There is also a user-valuable reason to not do hard deletes. Doing a soft delete...

pinusc · on April 28, 2020

You can always hard delete all the data _and_ keep track of deleted users so that their usernames can't be reused.

Once you have hard delete, this solution is almost trivial and by far the most user-valuable.

DevX101 · on April 28, 2020

> keep track of deleted users so that their usernames can't be reused

This seems to violate GPDR, no? Attacker attempts to create an account (say: victim@gmail.com) on AshleyMadison and is prevented because the server tracked past users. Attacker could them demonstrate victim@gmail.com was at one point a user on AshleyMadison.com

ecnahc515 · on April 28, 2020

As others have mentioned, that's an issue already.
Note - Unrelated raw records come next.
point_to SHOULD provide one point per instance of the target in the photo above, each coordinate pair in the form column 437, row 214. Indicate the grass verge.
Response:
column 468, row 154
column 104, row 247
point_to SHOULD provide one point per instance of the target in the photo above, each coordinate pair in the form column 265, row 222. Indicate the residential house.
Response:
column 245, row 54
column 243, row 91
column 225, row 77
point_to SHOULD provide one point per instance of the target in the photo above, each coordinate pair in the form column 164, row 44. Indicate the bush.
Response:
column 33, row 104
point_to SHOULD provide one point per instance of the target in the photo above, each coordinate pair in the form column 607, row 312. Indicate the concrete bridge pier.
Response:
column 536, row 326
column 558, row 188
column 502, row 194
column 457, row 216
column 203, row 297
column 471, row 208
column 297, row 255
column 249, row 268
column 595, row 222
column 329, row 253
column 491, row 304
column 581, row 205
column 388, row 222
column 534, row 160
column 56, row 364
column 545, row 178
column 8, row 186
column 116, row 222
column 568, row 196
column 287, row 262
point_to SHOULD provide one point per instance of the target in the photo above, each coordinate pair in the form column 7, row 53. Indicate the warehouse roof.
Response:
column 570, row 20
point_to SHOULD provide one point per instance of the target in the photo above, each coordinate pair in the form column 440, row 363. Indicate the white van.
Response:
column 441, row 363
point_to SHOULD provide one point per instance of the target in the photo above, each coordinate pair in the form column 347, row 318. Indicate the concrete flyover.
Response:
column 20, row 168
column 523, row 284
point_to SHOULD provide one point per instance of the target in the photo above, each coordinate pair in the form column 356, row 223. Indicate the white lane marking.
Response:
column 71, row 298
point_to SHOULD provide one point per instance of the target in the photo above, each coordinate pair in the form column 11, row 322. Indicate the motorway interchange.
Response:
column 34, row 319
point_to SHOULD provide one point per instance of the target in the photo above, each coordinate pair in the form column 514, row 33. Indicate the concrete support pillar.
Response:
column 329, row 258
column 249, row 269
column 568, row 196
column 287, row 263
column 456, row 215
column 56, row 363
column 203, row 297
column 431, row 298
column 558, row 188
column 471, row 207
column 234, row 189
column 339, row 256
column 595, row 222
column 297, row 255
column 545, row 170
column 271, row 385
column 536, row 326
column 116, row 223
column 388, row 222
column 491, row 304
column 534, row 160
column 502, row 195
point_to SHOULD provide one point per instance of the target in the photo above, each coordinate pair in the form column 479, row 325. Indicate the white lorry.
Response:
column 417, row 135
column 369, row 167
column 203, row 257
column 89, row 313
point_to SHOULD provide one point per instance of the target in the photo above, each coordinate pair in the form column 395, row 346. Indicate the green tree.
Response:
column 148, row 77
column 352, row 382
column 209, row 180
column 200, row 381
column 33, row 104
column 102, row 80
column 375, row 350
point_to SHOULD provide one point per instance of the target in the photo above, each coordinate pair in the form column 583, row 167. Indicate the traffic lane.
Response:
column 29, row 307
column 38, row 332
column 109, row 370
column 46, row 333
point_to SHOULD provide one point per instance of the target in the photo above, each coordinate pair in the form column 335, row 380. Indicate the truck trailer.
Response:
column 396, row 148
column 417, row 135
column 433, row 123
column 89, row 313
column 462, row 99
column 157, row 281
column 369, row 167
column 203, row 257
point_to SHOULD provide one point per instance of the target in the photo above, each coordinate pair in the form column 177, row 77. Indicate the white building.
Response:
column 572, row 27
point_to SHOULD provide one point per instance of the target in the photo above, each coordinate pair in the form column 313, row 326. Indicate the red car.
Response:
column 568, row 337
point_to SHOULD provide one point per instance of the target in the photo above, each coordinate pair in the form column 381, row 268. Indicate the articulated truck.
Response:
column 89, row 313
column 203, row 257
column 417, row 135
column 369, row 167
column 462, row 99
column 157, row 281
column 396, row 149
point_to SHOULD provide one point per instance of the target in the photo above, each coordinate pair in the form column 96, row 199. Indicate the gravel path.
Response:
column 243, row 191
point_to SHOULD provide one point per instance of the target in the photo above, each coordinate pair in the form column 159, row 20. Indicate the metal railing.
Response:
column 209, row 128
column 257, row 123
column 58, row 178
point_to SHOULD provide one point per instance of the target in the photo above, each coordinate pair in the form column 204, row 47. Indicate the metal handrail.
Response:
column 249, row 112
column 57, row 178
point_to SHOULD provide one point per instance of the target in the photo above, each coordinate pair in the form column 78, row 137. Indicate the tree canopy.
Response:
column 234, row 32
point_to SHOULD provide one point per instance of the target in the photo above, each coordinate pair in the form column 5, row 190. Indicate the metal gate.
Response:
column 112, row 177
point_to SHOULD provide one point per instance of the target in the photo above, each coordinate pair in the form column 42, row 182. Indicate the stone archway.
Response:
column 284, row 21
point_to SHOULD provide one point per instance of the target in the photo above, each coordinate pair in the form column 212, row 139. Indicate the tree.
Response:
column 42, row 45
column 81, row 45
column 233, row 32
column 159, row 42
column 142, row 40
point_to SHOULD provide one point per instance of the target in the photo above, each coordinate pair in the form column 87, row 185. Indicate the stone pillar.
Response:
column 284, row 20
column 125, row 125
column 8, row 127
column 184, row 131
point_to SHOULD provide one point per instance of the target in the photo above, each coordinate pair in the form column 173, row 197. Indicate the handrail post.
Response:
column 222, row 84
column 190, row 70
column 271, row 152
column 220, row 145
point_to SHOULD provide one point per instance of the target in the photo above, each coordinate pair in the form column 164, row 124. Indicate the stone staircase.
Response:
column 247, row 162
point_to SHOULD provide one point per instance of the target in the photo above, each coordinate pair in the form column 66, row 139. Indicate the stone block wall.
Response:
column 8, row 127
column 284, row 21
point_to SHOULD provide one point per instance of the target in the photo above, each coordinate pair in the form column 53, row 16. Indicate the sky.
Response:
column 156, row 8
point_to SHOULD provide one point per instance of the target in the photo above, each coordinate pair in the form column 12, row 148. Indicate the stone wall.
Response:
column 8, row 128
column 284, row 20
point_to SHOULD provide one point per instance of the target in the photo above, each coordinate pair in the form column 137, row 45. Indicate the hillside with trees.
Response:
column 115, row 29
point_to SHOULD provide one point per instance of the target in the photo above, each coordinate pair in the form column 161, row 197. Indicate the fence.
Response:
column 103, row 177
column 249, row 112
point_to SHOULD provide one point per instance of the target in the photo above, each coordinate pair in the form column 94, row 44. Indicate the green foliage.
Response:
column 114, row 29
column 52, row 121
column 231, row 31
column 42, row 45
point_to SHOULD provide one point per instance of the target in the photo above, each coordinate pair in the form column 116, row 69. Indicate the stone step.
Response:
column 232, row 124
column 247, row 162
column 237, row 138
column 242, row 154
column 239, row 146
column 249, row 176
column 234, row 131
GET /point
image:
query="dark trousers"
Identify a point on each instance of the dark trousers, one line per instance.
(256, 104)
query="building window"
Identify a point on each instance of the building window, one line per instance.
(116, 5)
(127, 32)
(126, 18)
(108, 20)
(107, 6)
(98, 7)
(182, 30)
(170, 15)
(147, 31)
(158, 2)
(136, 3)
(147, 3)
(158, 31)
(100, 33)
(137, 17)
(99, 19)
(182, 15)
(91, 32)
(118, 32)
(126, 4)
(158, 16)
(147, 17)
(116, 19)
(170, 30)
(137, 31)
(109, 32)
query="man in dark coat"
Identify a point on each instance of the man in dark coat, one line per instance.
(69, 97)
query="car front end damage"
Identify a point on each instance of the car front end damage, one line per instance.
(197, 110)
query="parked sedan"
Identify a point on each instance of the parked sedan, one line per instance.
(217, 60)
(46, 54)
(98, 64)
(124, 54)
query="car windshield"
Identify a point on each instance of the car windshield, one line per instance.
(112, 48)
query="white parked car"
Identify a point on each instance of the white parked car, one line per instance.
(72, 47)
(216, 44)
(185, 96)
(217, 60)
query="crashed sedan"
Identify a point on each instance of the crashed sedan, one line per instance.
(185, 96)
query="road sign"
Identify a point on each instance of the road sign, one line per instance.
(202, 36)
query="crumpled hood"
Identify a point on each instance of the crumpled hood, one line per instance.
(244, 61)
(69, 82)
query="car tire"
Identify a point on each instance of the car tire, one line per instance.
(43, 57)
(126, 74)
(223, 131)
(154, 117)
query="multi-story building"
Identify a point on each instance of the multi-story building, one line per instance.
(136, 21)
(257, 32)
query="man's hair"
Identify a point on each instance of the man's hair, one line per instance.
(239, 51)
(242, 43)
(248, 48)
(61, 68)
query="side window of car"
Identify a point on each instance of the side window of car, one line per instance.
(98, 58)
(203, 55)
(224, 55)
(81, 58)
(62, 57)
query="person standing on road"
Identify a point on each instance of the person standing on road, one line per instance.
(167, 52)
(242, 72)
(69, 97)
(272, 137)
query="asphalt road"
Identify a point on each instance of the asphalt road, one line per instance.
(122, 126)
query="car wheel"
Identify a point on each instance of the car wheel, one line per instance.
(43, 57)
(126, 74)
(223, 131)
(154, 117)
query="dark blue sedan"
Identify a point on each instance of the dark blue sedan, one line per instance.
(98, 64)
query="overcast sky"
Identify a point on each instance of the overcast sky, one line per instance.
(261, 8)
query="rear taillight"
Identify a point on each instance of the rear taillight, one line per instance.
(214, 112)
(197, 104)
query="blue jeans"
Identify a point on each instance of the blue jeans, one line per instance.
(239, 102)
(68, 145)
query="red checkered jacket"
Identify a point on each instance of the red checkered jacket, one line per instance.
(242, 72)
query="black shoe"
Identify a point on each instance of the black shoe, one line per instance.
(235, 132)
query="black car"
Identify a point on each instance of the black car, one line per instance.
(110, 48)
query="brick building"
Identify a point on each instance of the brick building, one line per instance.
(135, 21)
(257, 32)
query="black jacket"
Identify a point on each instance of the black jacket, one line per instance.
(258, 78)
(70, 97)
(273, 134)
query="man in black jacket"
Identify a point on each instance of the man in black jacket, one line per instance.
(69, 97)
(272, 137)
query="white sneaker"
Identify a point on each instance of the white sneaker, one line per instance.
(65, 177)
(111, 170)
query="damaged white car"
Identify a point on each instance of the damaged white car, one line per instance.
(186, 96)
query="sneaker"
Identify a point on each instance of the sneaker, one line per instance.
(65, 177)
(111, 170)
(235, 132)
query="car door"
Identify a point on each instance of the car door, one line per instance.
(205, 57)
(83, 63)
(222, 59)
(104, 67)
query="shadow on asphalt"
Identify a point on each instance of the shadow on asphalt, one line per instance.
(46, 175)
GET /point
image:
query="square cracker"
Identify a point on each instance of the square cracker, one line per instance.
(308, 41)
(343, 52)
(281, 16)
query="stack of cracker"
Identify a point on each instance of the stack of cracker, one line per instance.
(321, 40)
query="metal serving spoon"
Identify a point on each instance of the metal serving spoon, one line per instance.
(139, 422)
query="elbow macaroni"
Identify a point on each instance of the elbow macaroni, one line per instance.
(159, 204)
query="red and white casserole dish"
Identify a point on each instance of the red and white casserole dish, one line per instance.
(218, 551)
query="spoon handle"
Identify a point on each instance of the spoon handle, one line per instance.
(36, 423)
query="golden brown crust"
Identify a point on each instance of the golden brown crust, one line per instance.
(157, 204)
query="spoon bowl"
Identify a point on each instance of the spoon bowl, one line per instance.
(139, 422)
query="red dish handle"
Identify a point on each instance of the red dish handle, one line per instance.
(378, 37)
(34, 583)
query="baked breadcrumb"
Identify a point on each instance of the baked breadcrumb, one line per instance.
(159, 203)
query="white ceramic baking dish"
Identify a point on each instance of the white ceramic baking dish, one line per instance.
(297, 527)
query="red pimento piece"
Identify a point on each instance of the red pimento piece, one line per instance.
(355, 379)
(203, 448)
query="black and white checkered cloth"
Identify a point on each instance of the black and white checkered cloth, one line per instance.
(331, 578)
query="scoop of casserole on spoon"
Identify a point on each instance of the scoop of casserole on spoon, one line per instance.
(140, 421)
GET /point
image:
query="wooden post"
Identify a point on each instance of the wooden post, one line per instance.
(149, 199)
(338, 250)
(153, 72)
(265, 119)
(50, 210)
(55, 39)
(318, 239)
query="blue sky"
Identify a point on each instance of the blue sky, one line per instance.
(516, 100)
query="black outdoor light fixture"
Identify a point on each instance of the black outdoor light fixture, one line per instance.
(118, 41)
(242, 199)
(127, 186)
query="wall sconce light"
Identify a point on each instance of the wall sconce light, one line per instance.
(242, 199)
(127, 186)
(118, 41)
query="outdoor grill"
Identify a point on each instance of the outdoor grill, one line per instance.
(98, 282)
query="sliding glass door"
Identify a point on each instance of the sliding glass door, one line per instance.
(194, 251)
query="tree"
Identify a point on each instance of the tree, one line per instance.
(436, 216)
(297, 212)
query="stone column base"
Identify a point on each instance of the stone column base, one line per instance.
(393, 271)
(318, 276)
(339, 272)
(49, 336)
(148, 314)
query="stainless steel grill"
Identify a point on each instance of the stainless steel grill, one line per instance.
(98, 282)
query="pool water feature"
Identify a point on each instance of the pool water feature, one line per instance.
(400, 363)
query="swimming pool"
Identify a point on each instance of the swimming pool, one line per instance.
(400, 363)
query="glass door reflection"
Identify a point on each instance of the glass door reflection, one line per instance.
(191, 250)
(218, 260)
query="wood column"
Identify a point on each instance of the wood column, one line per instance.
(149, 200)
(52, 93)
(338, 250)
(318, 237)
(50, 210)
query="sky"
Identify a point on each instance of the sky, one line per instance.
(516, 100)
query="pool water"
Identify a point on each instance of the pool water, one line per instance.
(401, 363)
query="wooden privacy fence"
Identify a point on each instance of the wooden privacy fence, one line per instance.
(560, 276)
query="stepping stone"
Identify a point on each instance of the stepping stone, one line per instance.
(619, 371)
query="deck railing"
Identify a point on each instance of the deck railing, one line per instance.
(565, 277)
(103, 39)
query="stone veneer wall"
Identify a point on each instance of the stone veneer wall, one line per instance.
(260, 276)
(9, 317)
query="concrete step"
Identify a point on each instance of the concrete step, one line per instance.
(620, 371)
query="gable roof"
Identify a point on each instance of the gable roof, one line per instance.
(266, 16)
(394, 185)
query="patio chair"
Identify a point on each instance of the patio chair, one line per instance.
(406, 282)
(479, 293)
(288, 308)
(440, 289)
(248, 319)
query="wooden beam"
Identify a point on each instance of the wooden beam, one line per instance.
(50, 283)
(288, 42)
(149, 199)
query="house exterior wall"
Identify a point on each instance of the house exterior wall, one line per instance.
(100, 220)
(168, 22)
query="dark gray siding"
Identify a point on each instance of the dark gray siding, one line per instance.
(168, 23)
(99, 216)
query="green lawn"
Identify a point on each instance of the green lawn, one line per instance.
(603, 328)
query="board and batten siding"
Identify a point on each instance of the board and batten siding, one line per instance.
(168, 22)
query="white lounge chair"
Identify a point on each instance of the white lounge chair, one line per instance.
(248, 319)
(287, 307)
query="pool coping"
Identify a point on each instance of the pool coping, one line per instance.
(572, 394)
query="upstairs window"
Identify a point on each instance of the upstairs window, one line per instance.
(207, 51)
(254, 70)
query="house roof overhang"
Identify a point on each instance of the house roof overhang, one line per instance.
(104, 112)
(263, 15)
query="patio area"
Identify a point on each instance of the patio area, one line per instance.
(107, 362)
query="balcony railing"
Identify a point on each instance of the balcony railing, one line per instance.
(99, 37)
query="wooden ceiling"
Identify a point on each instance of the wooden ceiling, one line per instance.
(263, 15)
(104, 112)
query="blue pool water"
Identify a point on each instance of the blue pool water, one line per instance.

The solution is to never acknowledge if a user does or doesn't exist on register/sign-up/forgot-password pages and simply state that instructions have been emailed to you in all cases. The key is that you don't act differently if the user does or doesn't exist.

cutemonster · on April 29, 2020

If they don't get a verification / instructions email, they'll know an account with the username they typed, existed?

ecnahc515 · on May 12, 2020

In this case, where you're probing for user names or emails, you don't own the email, so you wouldn't receive the verification yourself, and thus wouldn't know if the account exists.

This is exactly why most password reset emails say "if you didn't request this, please let us know, as someone may be attempting to access your account".

lytefm · on May 1, 2020

You shouldn't use usernames in that scenario, just emails. After Signup, you just show a general message that a confirmation Email has been sent. If the account already exists, some policy to notify the account owner can be put in place.

lostapathy · on April 28, 2020

Verifying the email keeps someone from hijacking the account without leaking that an account formerly existed. At least so long as their email isn't also compromised - in which case they have bigger problems.

RandomBacon · on April 28, 2020

That's not much different than not being able to create an account with victim@gmail.com because victim@gmail.com already has an account. Both instance leak information

crdrost · on April 28, 2020

You don't have to track their emails unless you are reusing emails as usernames. Just tracking the username suffices.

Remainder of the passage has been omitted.